Section 4.12. Disclosure. The Borrower has disclosed to the Lenders all agreements, instruments,
and corporate or other restrictions to which the Borrower or any of its Subsidiaries is subject,
and all other matters known to any of them, that, either individually or in the aggregate, could
reasonably be expected to result in a Material Adverse Effect.
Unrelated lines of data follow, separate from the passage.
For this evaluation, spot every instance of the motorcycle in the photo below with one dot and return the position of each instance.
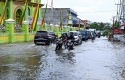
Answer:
(70, 45)
(59, 44)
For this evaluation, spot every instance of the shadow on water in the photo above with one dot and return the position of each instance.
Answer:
(20, 67)
(64, 56)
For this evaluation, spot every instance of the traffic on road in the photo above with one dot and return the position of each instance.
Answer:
(97, 60)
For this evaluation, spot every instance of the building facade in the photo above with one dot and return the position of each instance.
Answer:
(64, 16)
(13, 9)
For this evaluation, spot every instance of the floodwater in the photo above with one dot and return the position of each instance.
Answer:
(93, 60)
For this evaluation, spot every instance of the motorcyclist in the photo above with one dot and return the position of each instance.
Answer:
(59, 44)
(64, 39)
(71, 37)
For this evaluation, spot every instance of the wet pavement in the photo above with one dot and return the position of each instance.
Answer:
(97, 60)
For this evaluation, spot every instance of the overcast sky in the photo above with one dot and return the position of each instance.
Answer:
(93, 10)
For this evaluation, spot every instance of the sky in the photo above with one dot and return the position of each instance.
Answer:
(92, 10)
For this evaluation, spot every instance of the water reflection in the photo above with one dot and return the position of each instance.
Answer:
(64, 56)
(19, 67)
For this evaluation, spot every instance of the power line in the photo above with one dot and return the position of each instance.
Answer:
(96, 11)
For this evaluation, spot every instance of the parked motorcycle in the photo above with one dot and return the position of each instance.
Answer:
(70, 45)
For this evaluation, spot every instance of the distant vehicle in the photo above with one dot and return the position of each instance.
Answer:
(78, 37)
(44, 38)
(85, 35)
(92, 33)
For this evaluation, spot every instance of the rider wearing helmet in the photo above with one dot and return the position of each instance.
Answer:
(71, 37)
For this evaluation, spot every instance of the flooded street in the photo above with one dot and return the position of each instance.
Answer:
(97, 60)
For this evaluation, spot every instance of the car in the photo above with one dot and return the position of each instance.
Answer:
(44, 38)
(78, 37)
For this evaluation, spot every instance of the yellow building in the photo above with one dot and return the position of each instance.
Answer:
(14, 9)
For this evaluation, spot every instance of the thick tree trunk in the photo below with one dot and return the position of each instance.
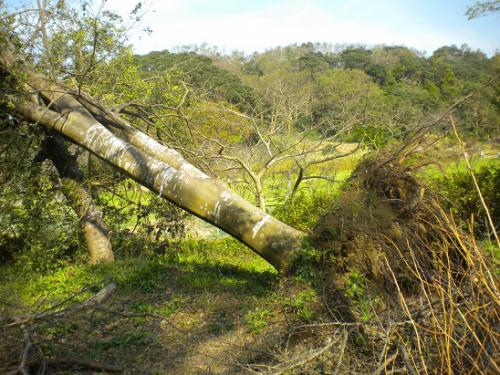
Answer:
(91, 223)
(207, 198)
(157, 167)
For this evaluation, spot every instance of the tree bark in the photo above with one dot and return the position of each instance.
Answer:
(72, 178)
(157, 167)
(205, 197)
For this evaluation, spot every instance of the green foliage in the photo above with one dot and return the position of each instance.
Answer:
(200, 72)
(257, 319)
(459, 188)
(356, 291)
(304, 209)
(302, 304)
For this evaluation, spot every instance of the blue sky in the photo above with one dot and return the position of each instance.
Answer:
(254, 25)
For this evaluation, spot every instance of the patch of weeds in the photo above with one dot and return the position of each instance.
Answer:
(166, 309)
(221, 325)
(302, 305)
(356, 291)
(257, 319)
(129, 340)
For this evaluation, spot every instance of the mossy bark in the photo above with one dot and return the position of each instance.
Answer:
(91, 222)
(205, 197)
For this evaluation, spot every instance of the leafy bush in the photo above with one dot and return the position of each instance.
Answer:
(305, 208)
(464, 200)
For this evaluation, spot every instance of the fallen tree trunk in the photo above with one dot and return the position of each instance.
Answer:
(158, 168)
(91, 222)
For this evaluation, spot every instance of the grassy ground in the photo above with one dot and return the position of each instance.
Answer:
(197, 308)
(201, 306)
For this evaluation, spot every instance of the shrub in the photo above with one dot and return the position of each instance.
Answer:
(464, 201)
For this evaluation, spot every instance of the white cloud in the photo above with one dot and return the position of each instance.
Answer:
(177, 22)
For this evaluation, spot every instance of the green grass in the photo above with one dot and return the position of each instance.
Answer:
(208, 290)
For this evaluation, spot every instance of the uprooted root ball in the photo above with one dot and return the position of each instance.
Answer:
(425, 281)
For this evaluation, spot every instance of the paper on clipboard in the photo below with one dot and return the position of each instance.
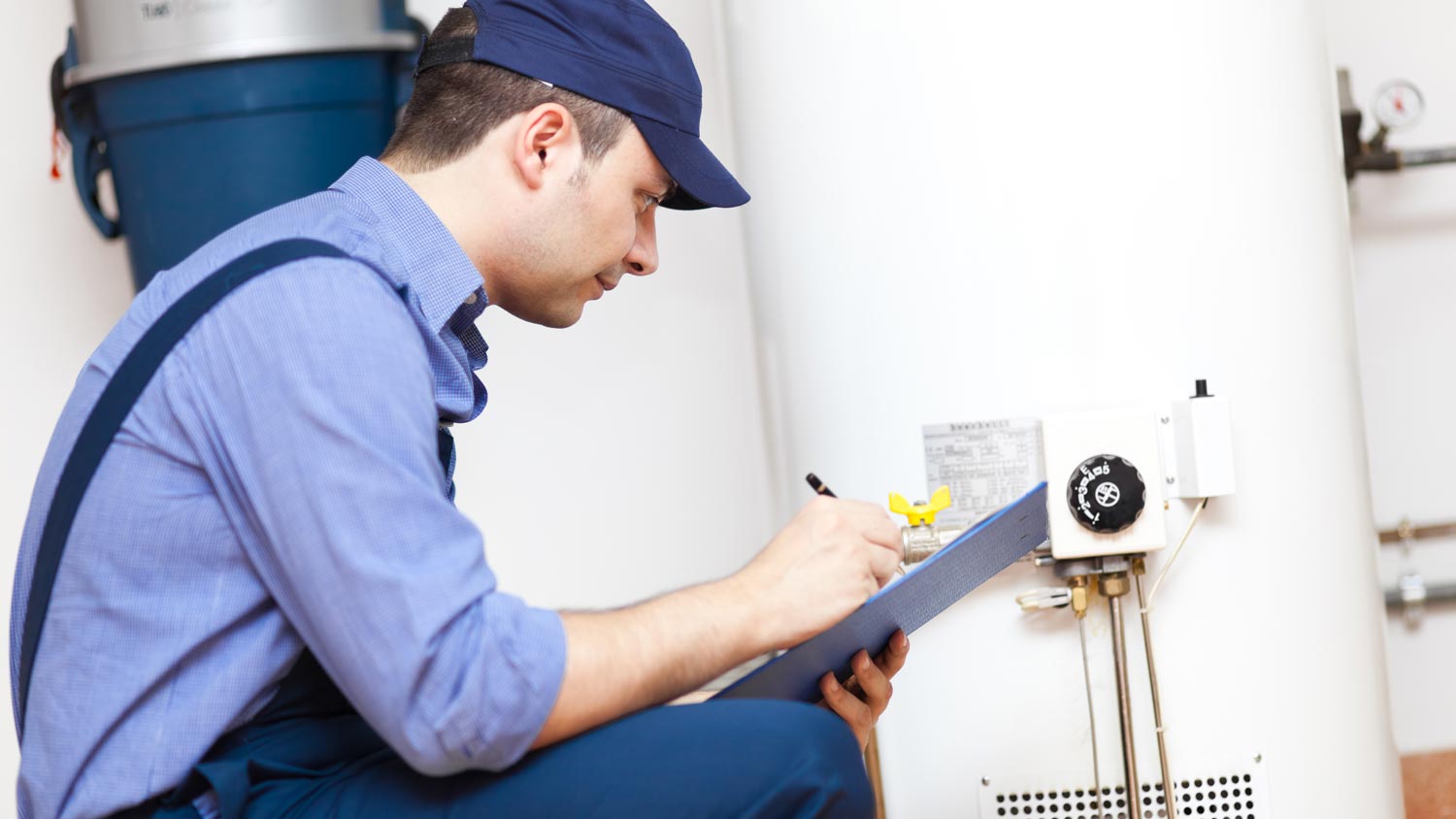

None of the reports (including,
without limitation, all reports that the Borrower is required to file with the Securities and
Exchange Commission), financial statements, certificates or other information furnished by or on
behalf of the Borrower to the Collateral Agent or any Lender in connection with the negotiation or
syndication of this Agreement or any other Loan Document or delivered hereunder or thereunder (as
modified or supplemented by any other information so furnished) contains any material misstatement
of fact or omits to state any material fact necessary to make the statements therein, taken as a
whole in light of the circumstances under which they were made, not materially misleading;
provided that, with respect to projected financial information, the Borrower represents
only that such information was prepared in good faith based upon assumptions believed to be
reasonable at the time furnished (it being understood that actual results may vary and that such
variances may be material).
Section 4.13. Labor Relations. There are no strikes, lockouts or other material labor disputes or
grievances against the Borrower or any of its Subsidiaries, or, to the Borrower’s knowledge,
threatened against or affecting the Borrower or any of its Subsidiaries, and no significant unfair
labor practice charges or grievances are pending against the Borrower or any of its Subsidiaries,
or, to the Borrower’s knowledge, threatened against any of them before any Governmental Authority.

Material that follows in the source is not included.